Using these results, the researchers developed a slow-release topical compound using nanoparticles designed to preferentially deliver SDT-011 to hair follicles.

Emotional distress
“Patients with severe skin toxicity affecting their face suffer greatly and their emotional distress is unique in that side effects are visible to everyone, as opposed to toxicities that affects internal organs that are invisible. Current treatments to prevent or reduce toxicity and rash are not effective. In most cases, the patient’s suffering is alleviated by reducing the dose of cancer treatment or stopping treatment altogether for a short time to help the skin recover and clear the rash.
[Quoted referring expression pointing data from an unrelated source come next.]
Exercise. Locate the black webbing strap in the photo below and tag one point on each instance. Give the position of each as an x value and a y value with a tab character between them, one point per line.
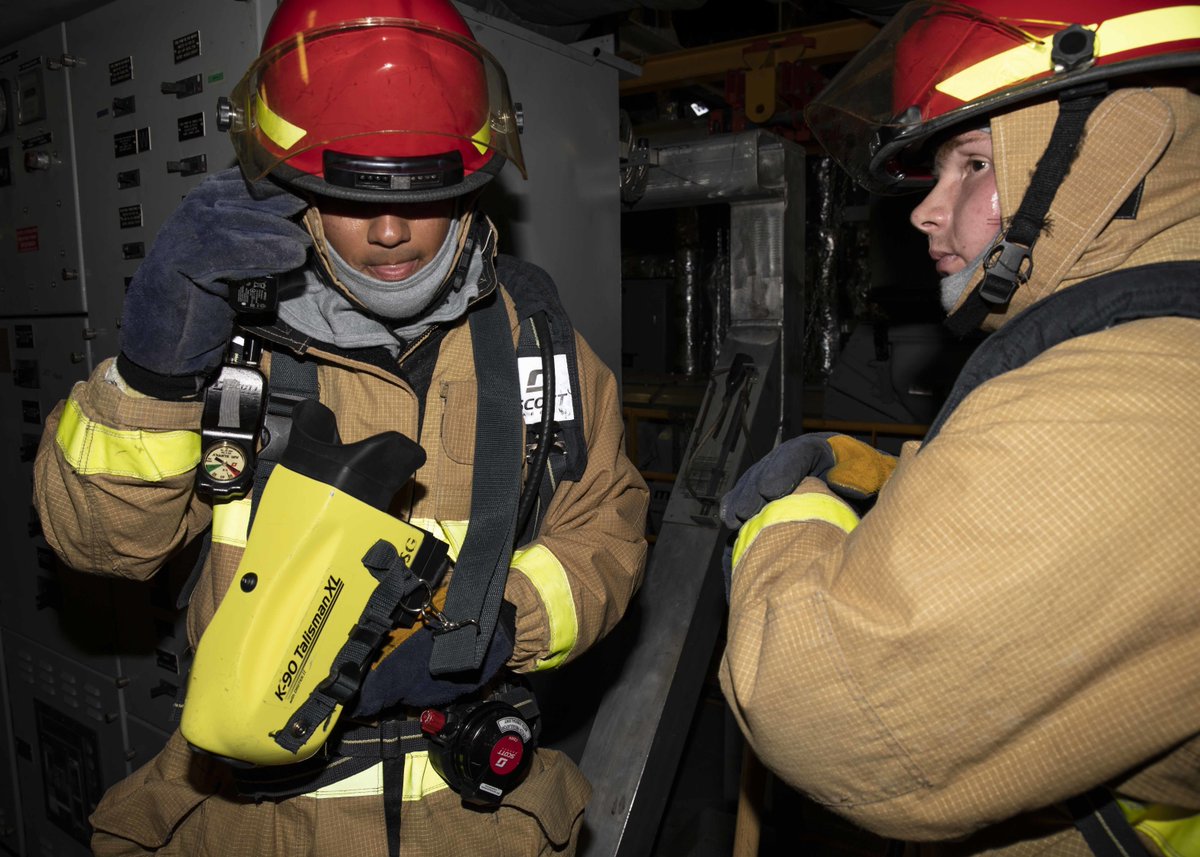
292	381
1103	826
1009	263
348	751
396	581
478	585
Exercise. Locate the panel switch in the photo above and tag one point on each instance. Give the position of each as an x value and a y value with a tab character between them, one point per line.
190	166
36	161
184	87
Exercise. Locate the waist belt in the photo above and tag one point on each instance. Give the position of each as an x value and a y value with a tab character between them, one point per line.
348	751
352	749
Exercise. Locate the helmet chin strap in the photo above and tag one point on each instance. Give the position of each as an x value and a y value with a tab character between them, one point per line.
1009	263
953	286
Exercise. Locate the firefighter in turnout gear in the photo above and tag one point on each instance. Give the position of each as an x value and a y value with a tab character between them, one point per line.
997	655
325	367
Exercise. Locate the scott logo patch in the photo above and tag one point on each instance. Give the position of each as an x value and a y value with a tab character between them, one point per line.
533	388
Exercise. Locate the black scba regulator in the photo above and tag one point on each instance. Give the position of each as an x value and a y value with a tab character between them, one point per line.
481	749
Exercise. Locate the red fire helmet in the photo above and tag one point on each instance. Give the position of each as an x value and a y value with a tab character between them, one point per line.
939	64
373	100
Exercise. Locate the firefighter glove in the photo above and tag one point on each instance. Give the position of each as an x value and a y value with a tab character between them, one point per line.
851	468
177	318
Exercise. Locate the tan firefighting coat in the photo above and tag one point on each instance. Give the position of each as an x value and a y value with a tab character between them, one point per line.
126	525
1015	619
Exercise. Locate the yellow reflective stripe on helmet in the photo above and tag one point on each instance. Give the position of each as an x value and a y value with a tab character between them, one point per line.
1113	36
1176	832
231	522
549	577
420	780
809	507
450	532
483	138
91	448
275	127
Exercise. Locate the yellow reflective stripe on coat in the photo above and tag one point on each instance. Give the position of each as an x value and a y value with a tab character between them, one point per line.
549	577
453	533
420	780
91	448
231	522
809	507
1113	36
1176	832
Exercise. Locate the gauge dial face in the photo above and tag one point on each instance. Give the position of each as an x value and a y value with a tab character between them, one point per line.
225	462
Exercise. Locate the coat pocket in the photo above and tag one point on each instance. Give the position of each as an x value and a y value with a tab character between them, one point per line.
553	795
142	813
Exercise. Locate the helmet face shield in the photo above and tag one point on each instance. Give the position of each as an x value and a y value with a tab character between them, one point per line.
939	64
387	91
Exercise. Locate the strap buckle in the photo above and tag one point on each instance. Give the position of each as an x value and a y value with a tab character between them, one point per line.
1009	265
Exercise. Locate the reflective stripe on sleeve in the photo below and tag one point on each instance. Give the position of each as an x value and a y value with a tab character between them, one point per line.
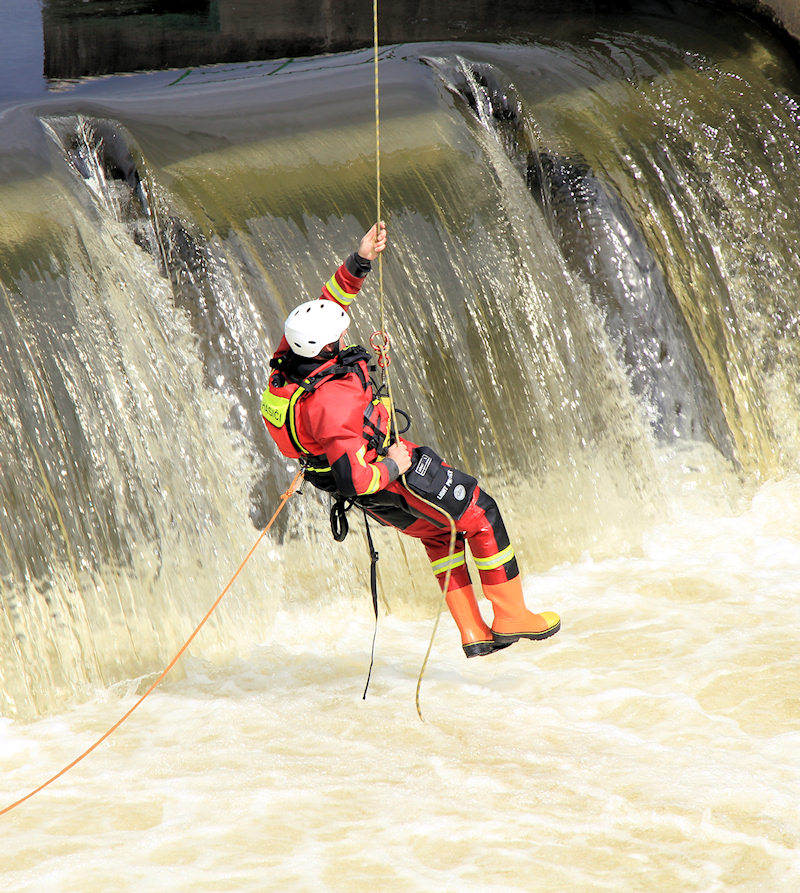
343	297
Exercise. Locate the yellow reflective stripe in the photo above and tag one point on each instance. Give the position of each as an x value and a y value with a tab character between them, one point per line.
450	562
342	296
495	561
290	418
274	408
375	483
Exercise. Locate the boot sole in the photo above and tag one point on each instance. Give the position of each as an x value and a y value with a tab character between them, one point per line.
504	639
481	649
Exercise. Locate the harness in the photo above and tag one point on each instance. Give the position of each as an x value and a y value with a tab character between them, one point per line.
288	386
However, these actions may interfere with the treatment of the cancer,” Merims explained.

“This new drug [helps us to] continue treating the cancer, [ ] while, at the same time we can prevent the negative side effects of treatment. [This outcome] maintains a patients’ health related Quality of Life while they are being treated for the cancer,” Benny concluded.
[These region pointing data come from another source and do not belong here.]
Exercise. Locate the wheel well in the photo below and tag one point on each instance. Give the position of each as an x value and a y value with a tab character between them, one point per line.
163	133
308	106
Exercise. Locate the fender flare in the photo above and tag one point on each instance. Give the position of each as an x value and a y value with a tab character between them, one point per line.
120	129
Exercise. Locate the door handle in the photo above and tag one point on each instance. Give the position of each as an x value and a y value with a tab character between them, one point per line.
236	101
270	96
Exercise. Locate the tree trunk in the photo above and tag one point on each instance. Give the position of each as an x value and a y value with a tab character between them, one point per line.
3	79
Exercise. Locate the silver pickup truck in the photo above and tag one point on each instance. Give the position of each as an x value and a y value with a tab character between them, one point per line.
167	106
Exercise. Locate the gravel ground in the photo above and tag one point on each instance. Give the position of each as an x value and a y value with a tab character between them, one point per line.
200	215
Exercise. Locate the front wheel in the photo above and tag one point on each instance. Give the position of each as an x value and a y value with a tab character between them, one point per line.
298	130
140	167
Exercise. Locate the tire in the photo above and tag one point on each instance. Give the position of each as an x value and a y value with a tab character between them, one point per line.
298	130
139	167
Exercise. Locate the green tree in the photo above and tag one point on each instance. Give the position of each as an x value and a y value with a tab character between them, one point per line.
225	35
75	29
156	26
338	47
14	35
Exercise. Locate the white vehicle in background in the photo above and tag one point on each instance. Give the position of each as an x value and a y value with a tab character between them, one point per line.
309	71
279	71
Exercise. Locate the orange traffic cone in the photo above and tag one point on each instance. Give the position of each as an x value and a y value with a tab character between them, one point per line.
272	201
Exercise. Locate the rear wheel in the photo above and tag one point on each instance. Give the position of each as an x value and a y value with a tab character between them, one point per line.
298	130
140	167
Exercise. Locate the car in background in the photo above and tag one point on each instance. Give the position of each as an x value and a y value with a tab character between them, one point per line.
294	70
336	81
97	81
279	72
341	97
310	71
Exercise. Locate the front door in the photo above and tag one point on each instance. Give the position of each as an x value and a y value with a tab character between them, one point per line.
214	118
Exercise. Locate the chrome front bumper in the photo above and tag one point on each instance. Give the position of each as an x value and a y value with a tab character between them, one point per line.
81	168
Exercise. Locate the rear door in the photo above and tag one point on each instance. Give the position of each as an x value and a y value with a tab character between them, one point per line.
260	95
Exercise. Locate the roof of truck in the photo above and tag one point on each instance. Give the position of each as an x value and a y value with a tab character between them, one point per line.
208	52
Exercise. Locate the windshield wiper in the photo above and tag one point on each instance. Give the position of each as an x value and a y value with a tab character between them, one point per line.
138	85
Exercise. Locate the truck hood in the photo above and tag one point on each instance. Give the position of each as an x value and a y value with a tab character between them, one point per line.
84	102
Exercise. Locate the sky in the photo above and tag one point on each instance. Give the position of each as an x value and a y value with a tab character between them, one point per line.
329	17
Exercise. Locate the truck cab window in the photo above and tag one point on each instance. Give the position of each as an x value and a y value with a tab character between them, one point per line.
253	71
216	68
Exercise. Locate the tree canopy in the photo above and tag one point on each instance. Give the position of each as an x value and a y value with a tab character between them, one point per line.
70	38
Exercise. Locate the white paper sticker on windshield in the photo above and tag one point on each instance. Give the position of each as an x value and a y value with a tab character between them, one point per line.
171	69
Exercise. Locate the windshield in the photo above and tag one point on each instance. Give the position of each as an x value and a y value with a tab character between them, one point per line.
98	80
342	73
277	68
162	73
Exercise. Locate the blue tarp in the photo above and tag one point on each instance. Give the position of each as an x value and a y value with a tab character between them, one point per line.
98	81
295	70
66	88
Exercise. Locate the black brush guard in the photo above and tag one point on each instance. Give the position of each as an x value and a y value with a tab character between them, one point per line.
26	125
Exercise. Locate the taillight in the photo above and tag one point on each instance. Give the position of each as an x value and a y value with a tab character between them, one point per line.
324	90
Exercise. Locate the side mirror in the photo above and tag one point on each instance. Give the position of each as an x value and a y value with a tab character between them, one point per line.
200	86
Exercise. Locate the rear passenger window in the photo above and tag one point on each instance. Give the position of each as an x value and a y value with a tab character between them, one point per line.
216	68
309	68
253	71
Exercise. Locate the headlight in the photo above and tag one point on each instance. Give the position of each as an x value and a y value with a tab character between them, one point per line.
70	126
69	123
Highlights of prescribing information
Cetuximab (Erbitux®; Eli Lilly and Company) [Prescribing Information]
Panitumumab (Vectibix®; Amgen)[Prescribing Information]

Reference
[1] Friedman N, Weinstein-Fudim L, Mostinski Y, Elia J, Cohen S, Steinberg E, Frankenburg S, Peretz T, Eisenberg G, Lotem M, Benny O, Merims S. Preventing skin toxicities induced by EGFR inhibitors by topically blocking drug-receptor interactions. Sci Transl Med. 2023 Jun 7;15(699):eabo0684. doi: 10.1126/scitranslmed.abo0684. Epub 2023 Jun 7. PMID: 37285403.